After a number of years of economic uncertainty, this Budget provided an opportunity for the government to deliver clarity, predictability and confidence for corporates so that they may be better positioned to contribute towards UK growth.
Treasurers (the financial risk managers in any organisation) prefer to work in an environment where there is as much certainty as possible, especially around funding availability and access to talent. Today’s announcements—if they are supported by achievable goals—are a positive step towards facilitating this.
On that basis, we welcome a number of the measures announced today, including the road map for corporate taxation and the specific pledges to cap corporation tax at 25% and to maintaining the full expenses system of capital allowances for the rest of this Parliament. We also welcome recent commitments made to consult on a new Industrial Strategy. This should encourage investment and help treasurers address funding new rounds of capital expenditure.

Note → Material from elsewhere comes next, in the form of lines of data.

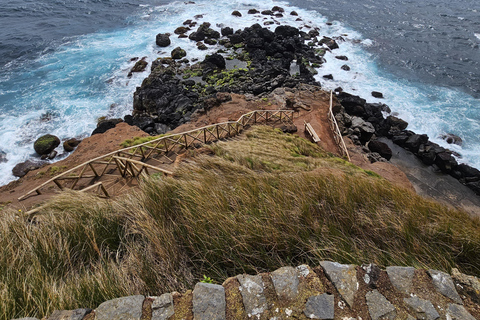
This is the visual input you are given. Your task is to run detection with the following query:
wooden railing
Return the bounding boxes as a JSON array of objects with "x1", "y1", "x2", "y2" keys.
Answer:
[
  {"x1": 19, "y1": 110, "x2": 295, "y2": 201},
  {"x1": 328, "y1": 91, "x2": 351, "y2": 161}
]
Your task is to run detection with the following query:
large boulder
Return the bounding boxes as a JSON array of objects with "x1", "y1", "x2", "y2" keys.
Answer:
[
  {"x1": 404, "y1": 134, "x2": 428, "y2": 153},
  {"x1": 34, "y1": 134, "x2": 60, "y2": 156},
  {"x1": 189, "y1": 31, "x2": 205, "y2": 41},
  {"x1": 337, "y1": 92, "x2": 366, "y2": 117},
  {"x1": 202, "y1": 53, "x2": 226, "y2": 70},
  {"x1": 171, "y1": 47, "x2": 187, "y2": 60},
  {"x1": 351, "y1": 117, "x2": 375, "y2": 144},
  {"x1": 435, "y1": 152, "x2": 458, "y2": 173},
  {"x1": 12, "y1": 160, "x2": 44, "y2": 177},
  {"x1": 155, "y1": 33, "x2": 171, "y2": 47},
  {"x1": 387, "y1": 116, "x2": 408, "y2": 130},
  {"x1": 221, "y1": 27, "x2": 233, "y2": 36},
  {"x1": 368, "y1": 140, "x2": 392, "y2": 160}
]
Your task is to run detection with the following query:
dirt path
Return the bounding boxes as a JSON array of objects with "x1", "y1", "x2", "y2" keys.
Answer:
[{"x1": 0, "y1": 88, "x2": 416, "y2": 214}]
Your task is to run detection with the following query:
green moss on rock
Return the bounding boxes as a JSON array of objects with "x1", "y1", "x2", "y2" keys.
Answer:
[{"x1": 34, "y1": 134, "x2": 60, "y2": 155}]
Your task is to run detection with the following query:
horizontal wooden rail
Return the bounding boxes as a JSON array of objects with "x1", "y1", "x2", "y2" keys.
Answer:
[{"x1": 19, "y1": 110, "x2": 295, "y2": 201}]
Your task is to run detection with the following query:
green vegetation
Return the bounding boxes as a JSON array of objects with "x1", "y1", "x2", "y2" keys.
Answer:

The Chancellor also confirmed changes to the fiscal rules and the treatment of debt on capital investment. While considerations will need to be made around value for money for taxpayers, measures to improve public services and infrastructure that improve productivity and ultimately support business are certainly welcome.
However, a number of proposed changes will have a significant negative impact on business in the UK, notably the increases in NICs for businesses and CGT allowances. While any increase in business taxes is unpopular, it is the unintended consequences of such decisions that are most concerning. Such changes will likely cause disruption among the business community – and be particularly challenging for smaller companies who, given their pivotal role in many supply chains, are key to the long-term success of the economy. These smaller businesses are already managing tighter working capital alongside higher funding costs, and we hope that the unintended consequences of today’s announcement are not the final straw.
While the Chancellor did outline measures to help reduce costs for smaller businesses, overall, we believe there was a missed opportunity to do more on funding capabilities. Access to funding is an important issue for helping smaller businesses grow, but we do need opportunities to encourage lending, too. Areas such as sustainable finance and digitisation are huge growth areas and we’d hoped the Chancellor would have looked at these areas.